Knapp inherits a program that was on the upswing under Greenberg, who led the team to two Ivy titles in the last four years. It is also a team that will be without the graduated Jewel Clark C’04, last year’s Ivy League and Big 5 Player of the Year. A solid core of seniors led by guard Cat Makarewich and center Jennifer Fleischer figures to keep the Quakers competitive this season, and they had already defeated La Salle and St. Joseph’s in the first month of play. Fleischer excelled with 21 points and 16 rebounds in the win over St. Joseph’s, which was Penn’s first-ever against the Hawks after 29 attempts. The results augur well for Knapp and his stated goal of one day winning the Big 5, something the Quakers have never done but are now inching closer to after defeating three of the other four schools in the last two seasons.  


In addition to the usual exchanging of holiday wishes this season, football coach Al Bagnoli said he has been fielding condolences from some alumni on the Quakers’ recently completed season. It is a vexing situation for a coach, to be sure, when your team finishes 6-1 in its conference and 8-2 overall, and sympathy cards are deemed appropriate. But that is where Bagnoli and his team find themselves after an unprecedented five-year run in which the Quakers’ classes of 2004 and 2005 set a new Ivy League record with a 26-2 mark.
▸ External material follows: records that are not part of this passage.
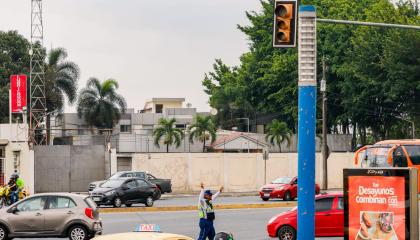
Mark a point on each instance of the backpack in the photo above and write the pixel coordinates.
(223, 236)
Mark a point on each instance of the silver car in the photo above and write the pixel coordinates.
(51, 215)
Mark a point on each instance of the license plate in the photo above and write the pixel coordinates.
(97, 226)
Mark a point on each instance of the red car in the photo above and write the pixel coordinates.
(283, 187)
(329, 219)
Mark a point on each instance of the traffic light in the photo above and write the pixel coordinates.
(285, 23)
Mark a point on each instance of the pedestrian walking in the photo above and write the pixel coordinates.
(206, 213)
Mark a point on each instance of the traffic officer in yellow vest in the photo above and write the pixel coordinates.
(206, 213)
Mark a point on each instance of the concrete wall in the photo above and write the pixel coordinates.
(68, 168)
(238, 172)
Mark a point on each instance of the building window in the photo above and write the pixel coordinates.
(125, 128)
(159, 108)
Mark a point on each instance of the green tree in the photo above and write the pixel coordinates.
(373, 77)
(100, 104)
(277, 133)
(202, 129)
(61, 78)
(170, 134)
(14, 59)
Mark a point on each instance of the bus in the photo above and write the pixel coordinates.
(390, 153)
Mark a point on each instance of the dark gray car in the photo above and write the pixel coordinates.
(51, 215)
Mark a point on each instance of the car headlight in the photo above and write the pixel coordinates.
(112, 192)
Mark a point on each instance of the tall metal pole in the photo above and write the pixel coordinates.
(324, 126)
(37, 86)
(306, 122)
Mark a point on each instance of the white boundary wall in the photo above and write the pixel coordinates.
(238, 172)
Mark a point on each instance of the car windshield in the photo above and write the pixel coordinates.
(376, 157)
(114, 183)
(115, 176)
(282, 180)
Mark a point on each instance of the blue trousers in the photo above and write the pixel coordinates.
(206, 230)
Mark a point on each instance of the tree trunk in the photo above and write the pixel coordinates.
(48, 126)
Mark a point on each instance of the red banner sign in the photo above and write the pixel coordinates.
(18, 89)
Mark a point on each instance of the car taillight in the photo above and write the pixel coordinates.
(89, 213)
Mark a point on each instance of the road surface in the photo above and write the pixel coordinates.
(245, 224)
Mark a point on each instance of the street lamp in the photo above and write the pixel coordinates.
(323, 90)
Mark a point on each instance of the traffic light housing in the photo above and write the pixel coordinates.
(285, 23)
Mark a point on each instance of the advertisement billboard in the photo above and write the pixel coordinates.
(18, 92)
(379, 203)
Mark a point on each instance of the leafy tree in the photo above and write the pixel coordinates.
(14, 59)
(202, 129)
(277, 133)
(100, 104)
(170, 134)
(373, 78)
(61, 78)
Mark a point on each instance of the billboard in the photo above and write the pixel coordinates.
(18, 92)
(378, 203)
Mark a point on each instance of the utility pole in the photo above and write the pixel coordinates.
(306, 122)
(325, 153)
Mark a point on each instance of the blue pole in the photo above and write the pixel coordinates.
(306, 123)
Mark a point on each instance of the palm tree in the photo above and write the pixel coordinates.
(277, 133)
(100, 104)
(168, 132)
(202, 129)
(61, 78)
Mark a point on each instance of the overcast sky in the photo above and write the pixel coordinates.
(153, 48)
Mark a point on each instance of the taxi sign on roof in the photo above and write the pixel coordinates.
(147, 228)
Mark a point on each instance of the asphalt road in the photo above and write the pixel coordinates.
(245, 224)
(193, 200)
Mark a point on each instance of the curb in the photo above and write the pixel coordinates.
(193, 208)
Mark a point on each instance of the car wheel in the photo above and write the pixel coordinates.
(117, 202)
(286, 233)
(3, 233)
(287, 196)
(158, 194)
(78, 233)
(149, 201)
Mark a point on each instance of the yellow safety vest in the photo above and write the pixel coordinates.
(202, 212)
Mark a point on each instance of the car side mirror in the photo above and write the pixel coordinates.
(13, 210)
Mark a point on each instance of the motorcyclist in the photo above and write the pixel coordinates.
(20, 184)
(14, 193)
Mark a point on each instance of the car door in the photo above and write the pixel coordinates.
(323, 216)
(29, 216)
(131, 191)
(59, 210)
(144, 189)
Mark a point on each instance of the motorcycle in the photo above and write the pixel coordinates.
(5, 195)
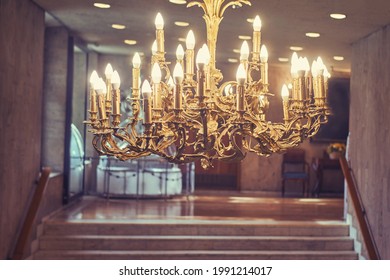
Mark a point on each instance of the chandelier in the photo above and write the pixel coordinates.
(191, 115)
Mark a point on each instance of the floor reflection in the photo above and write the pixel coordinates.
(203, 208)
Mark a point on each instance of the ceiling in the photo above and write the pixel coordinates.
(284, 24)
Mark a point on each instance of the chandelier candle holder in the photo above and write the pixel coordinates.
(192, 115)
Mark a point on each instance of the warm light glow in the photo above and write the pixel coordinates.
(244, 37)
(159, 22)
(314, 68)
(115, 80)
(179, 2)
(146, 89)
(244, 52)
(179, 52)
(206, 53)
(285, 92)
(263, 54)
(181, 23)
(136, 60)
(296, 48)
(338, 58)
(102, 5)
(257, 24)
(190, 41)
(118, 26)
(154, 47)
(178, 74)
(312, 34)
(156, 73)
(108, 71)
(130, 42)
(338, 16)
(94, 78)
(241, 74)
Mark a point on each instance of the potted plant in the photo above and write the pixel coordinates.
(335, 150)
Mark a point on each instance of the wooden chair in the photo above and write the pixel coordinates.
(295, 168)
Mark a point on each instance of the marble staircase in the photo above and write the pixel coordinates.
(195, 239)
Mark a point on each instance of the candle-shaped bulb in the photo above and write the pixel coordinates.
(257, 24)
(241, 75)
(159, 21)
(200, 59)
(206, 53)
(285, 92)
(115, 80)
(94, 78)
(190, 40)
(178, 74)
(136, 60)
(179, 52)
(108, 72)
(146, 89)
(170, 83)
(263, 54)
(314, 69)
(156, 73)
(154, 47)
(244, 52)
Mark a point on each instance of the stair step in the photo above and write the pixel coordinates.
(88, 242)
(196, 255)
(225, 229)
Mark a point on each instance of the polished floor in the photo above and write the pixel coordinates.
(205, 207)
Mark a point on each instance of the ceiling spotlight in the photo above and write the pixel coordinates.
(130, 42)
(179, 2)
(102, 5)
(233, 60)
(338, 16)
(338, 58)
(181, 23)
(312, 34)
(118, 26)
(296, 48)
(244, 37)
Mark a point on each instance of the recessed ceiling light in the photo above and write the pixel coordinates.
(296, 48)
(130, 42)
(118, 26)
(244, 37)
(313, 34)
(179, 2)
(102, 5)
(338, 58)
(338, 16)
(181, 23)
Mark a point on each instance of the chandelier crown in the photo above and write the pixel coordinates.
(189, 115)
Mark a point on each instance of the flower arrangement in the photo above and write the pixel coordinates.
(335, 150)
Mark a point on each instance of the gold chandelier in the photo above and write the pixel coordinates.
(190, 115)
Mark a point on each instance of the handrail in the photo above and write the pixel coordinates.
(28, 221)
(361, 214)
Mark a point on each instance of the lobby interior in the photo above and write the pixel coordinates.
(48, 51)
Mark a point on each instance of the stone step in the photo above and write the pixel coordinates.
(164, 243)
(195, 255)
(212, 228)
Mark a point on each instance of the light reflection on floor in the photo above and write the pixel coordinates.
(203, 208)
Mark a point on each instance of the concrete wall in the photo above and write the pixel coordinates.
(21, 75)
(369, 131)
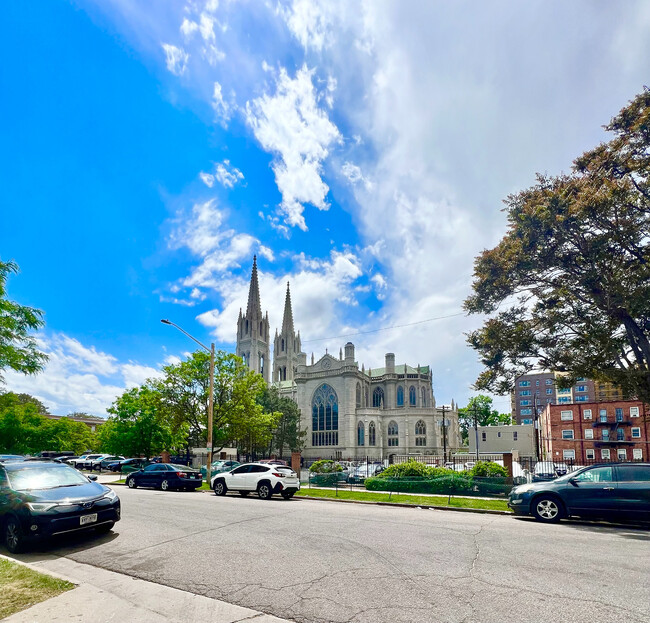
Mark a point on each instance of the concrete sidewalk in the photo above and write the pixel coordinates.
(103, 596)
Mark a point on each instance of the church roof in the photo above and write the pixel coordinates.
(399, 369)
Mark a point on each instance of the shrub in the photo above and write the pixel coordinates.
(325, 466)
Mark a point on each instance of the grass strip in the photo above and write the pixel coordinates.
(22, 587)
(415, 500)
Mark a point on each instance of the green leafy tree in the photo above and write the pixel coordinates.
(480, 407)
(18, 349)
(568, 286)
(140, 425)
(287, 434)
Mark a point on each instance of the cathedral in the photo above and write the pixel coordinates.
(348, 411)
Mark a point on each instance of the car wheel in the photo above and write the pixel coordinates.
(547, 508)
(264, 491)
(107, 527)
(14, 536)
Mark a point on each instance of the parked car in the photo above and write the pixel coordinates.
(612, 490)
(216, 467)
(105, 462)
(261, 477)
(165, 476)
(39, 499)
(367, 470)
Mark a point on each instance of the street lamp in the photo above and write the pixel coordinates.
(210, 397)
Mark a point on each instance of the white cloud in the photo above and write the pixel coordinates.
(291, 125)
(176, 59)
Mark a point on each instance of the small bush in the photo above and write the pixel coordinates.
(325, 466)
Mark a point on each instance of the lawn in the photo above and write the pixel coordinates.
(415, 500)
(22, 587)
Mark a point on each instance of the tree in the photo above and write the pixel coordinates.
(287, 433)
(18, 349)
(140, 425)
(480, 407)
(568, 286)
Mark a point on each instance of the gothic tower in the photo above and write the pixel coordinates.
(253, 331)
(286, 346)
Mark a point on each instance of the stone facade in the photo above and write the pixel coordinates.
(346, 410)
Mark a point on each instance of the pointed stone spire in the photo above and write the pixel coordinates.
(287, 319)
(254, 308)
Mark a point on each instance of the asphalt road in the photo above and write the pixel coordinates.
(316, 562)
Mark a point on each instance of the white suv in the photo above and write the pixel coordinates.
(263, 478)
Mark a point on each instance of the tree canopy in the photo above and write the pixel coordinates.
(568, 286)
(480, 407)
(18, 349)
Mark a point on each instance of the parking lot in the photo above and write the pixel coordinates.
(313, 561)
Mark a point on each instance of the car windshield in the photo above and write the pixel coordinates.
(44, 477)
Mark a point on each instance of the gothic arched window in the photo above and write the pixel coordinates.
(325, 417)
(393, 432)
(420, 433)
(378, 397)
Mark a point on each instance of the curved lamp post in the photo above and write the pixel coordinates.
(210, 397)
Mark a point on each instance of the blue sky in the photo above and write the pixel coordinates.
(360, 149)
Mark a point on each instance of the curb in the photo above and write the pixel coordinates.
(484, 511)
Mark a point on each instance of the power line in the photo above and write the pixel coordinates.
(397, 326)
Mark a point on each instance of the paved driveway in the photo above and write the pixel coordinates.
(314, 561)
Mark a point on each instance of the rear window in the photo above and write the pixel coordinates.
(634, 473)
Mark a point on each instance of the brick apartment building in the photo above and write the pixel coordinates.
(595, 431)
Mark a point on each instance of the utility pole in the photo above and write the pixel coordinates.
(444, 434)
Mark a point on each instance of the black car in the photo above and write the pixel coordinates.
(165, 476)
(607, 490)
(40, 499)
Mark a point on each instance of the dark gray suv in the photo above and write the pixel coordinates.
(607, 490)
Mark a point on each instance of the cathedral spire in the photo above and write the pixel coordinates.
(254, 308)
(287, 319)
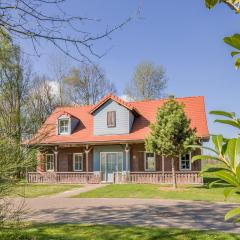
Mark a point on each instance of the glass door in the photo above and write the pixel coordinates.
(111, 162)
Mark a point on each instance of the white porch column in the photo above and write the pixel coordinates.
(56, 158)
(127, 158)
(87, 150)
(163, 164)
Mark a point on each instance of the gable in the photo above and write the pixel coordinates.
(123, 123)
(85, 131)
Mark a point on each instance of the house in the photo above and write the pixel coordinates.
(105, 143)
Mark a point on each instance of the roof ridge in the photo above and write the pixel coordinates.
(159, 99)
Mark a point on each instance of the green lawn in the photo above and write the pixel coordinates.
(108, 232)
(201, 193)
(36, 190)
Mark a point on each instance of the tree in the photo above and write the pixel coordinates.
(227, 153)
(44, 21)
(149, 82)
(41, 101)
(14, 83)
(59, 66)
(13, 159)
(171, 133)
(87, 84)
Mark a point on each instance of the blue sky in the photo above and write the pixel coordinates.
(186, 38)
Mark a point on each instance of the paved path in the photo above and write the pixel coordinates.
(146, 212)
(76, 191)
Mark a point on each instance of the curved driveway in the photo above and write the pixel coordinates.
(146, 212)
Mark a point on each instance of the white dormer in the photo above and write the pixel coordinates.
(66, 124)
(113, 116)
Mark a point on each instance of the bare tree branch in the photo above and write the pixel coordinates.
(31, 20)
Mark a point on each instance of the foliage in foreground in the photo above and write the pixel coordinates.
(226, 152)
(14, 160)
(234, 40)
(171, 133)
(107, 232)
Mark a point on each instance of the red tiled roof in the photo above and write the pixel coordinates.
(194, 109)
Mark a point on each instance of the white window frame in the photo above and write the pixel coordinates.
(49, 154)
(77, 170)
(69, 126)
(145, 162)
(115, 123)
(190, 162)
(106, 159)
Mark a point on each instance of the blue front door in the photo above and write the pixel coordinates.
(111, 162)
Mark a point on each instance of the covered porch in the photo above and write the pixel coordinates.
(109, 163)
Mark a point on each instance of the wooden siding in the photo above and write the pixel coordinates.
(137, 160)
(100, 119)
(63, 177)
(108, 148)
(65, 159)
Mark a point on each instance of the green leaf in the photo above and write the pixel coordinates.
(210, 3)
(233, 152)
(236, 220)
(228, 192)
(227, 177)
(229, 122)
(232, 213)
(210, 185)
(205, 157)
(203, 147)
(223, 113)
(234, 53)
(237, 63)
(233, 41)
(218, 142)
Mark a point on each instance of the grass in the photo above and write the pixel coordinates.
(109, 232)
(36, 190)
(195, 193)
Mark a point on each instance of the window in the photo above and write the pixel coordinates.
(185, 162)
(63, 126)
(78, 162)
(111, 119)
(150, 161)
(49, 162)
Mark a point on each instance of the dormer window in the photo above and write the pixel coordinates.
(111, 119)
(63, 126)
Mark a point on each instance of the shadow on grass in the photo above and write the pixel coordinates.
(109, 232)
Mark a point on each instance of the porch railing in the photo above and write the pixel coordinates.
(190, 177)
(63, 177)
(159, 177)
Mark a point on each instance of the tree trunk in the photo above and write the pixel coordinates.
(174, 174)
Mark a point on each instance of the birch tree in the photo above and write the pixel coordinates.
(149, 82)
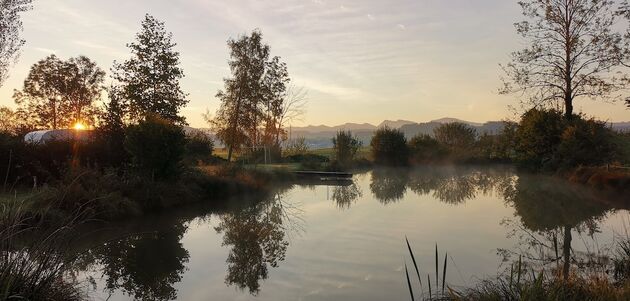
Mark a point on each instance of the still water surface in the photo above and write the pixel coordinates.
(347, 242)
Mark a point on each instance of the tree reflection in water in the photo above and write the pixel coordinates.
(345, 196)
(389, 185)
(144, 266)
(258, 239)
(449, 185)
(549, 210)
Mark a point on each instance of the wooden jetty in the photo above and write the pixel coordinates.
(324, 176)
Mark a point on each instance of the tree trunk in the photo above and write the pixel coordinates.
(566, 250)
(230, 153)
(568, 111)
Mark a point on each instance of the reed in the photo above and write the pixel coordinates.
(439, 295)
(32, 265)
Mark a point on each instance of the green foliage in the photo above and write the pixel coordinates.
(297, 146)
(457, 138)
(547, 140)
(426, 149)
(199, 146)
(345, 147)
(389, 147)
(585, 143)
(35, 268)
(253, 106)
(538, 135)
(10, 30)
(149, 80)
(156, 146)
(58, 94)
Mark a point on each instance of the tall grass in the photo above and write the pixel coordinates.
(439, 294)
(33, 264)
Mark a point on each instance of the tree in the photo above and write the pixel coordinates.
(275, 82)
(458, 138)
(389, 147)
(236, 121)
(538, 136)
(345, 147)
(156, 146)
(149, 80)
(10, 29)
(8, 120)
(59, 93)
(572, 51)
(425, 149)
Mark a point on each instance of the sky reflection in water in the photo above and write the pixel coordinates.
(347, 241)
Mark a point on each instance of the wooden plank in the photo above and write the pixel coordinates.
(324, 174)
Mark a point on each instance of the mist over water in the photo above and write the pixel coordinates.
(346, 241)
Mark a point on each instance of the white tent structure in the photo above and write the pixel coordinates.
(44, 136)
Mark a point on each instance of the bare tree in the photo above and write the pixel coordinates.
(572, 53)
(10, 29)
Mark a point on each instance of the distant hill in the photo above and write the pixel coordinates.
(621, 126)
(394, 124)
(452, 120)
(325, 128)
(320, 136)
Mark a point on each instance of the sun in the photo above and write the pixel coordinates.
(79, 126)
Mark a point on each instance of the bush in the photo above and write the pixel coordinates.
(426, 149)
(538, 136)
(199, 147)
(546, 140)
(584, 143)
(345, 147)
(457, 138)
(296, 146)
(389, 147)
(156, 146)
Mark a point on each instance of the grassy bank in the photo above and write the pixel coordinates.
(114, 194)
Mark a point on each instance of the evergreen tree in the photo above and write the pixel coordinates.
(149, 80)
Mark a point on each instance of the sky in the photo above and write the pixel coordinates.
(359, 60)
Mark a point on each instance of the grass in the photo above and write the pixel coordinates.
(114, 194)
(439, 295)
(35, 268)
(526, 284)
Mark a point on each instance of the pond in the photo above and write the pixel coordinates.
(346, 241)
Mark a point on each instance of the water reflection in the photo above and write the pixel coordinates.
(257, 240)
(143, 266)
(389, 185)
(345, 196)
(548, 212)
(449, 185)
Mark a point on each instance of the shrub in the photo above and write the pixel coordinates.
(156, 146)
(33, 262)
(389, 147)
(457, 138)
(546, 140)
(426, 149)
(199, 146)
(296, 146)
(585, 143)
(345, 147)
(538, 136)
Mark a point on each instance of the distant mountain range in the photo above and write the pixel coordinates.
(320, 136)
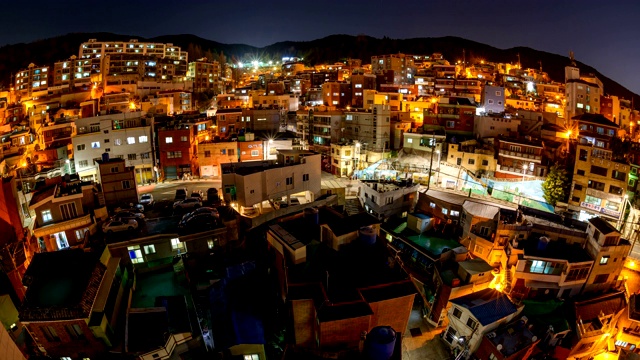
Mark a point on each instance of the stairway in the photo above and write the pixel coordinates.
(353, 206)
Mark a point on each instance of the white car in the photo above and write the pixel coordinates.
(119, 225)
(188, 203)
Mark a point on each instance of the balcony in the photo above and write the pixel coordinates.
(57, 227)
(520, 155)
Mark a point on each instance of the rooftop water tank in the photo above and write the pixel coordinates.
(380, 343)
(311, 215)
(367, 235)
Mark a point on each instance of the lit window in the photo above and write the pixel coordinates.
(135, 254)
(176, 244)
(46, 215)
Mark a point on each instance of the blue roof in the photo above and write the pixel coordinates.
(488, 305)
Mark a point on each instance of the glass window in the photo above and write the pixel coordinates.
(46, 215)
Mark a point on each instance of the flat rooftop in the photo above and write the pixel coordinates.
(573, 253)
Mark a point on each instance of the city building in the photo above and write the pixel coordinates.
(472, 156)
(608, 251)
(71, 73)
(582, 93)
(33, 81)
(492, 99)
(595, 321)
(520, 158)
(211, 155)
(247, 185)
(62, 214)
(75, 319)
(599, 183)
(117, 181)
(513, 341)
(178, 145)
(370, 127)
(473, 316)
(492, 126)
(127, 136)
(384, 199)
(206, 75)
(402, 65)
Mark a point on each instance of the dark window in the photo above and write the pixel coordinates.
(583, 155)
(598, 170)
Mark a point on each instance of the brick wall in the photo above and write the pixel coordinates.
(304, 322)
(393, 312)
(85, 345)
(344, 333)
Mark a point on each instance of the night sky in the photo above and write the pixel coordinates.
(603, 34)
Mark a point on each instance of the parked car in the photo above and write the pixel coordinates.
(197, 223)
(181, 194)
(201, 210)
(189, 203)
(119, 225)
(197, 193)
(147, 200)
(212, 196)
(127, 214)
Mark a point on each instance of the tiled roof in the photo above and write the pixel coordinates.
(602, 225)
(488, 305)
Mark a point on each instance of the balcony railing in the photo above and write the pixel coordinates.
(521, 155)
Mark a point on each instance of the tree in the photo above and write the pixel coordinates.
(554, 188)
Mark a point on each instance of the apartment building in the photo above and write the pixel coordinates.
(344, 158)
(492, 99)
(549, 269)
(118, 183)
(62, 217)
(78, 321)
(211, 155)
(492, 126)
(206, 75)
(455, 114)
(609, 251)
(599, 183)
(127, 136)
(596, 319)
(370, 127)
(582, 93)
(98, 50)
(337, 94)
(520, 158)
(473, 157)
(387, 199)
(249, 184)
(32, 81)
(402, 65)
(470, 320)
(71, 73)
(359, 83)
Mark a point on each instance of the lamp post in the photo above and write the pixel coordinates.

All told, the Class of 2005 won 35 games and lost four in its four years, with all of the losses coming to Villanova and Harvard, which means the last time any of the other six Ivy League teams tasted victory against Penn was when President Clinton was in office.

Unfortunately, the numbers weren’t able to salvage junior quarterback Pat McDermott’s right shoulder, injured on the game-winning drive in a 16-15 nailbiter against Princeton, a development that forced Penn to use untested freshman Bryan Walker the next week in the title-deciding game against Harvard. Bagnoli conceded that McDermott’s presence probably would not have reversed the 31-10 skunking the Quakers absorbed at the hands of an excellent Crimson squad, but there is no doubt that it would have provided a lift.

“There’s never any good time for an injury, but that was probably the worst time for it to happen to us,” Bagnoli said. “You work the whole year to put yourself in a position to control your own destiny, and you go into the biggest game of the year and you’re starting a freshman. That’s a lot of pressure on a young kid. Bryan acquitted himself well, but certainly it’s not the ideal situation. But those things happen.”

The following week at Cornell, in what coaches like to call a “pride” game, Penn pulled itself up by its bootstraps and vanquished the Big Red 20-14, though the game may have stood as a microcosm of a season where the margins shrank considerably: the Quakers jumping out to a 20-0 lead, then holding on for dear life while Cornell rallied to within a touchdown of winning. In what was supposed to be a rebuilding year—record-setting quarterback Mike Mitchell W’03 graduated along with the team’s top seven offensive linemen—consistency was often a casualty, but somehow the wins kept adding up. They may not have been as pretty or as convincing as in years past, but those are quibbles of the spoiled. Note to alumni: keep those cards and letters coming, but send the condolences to Hanover, New Haven, Princeton, and Providence, where they’re needed.

David Porter C’82 writes for the Associated Press.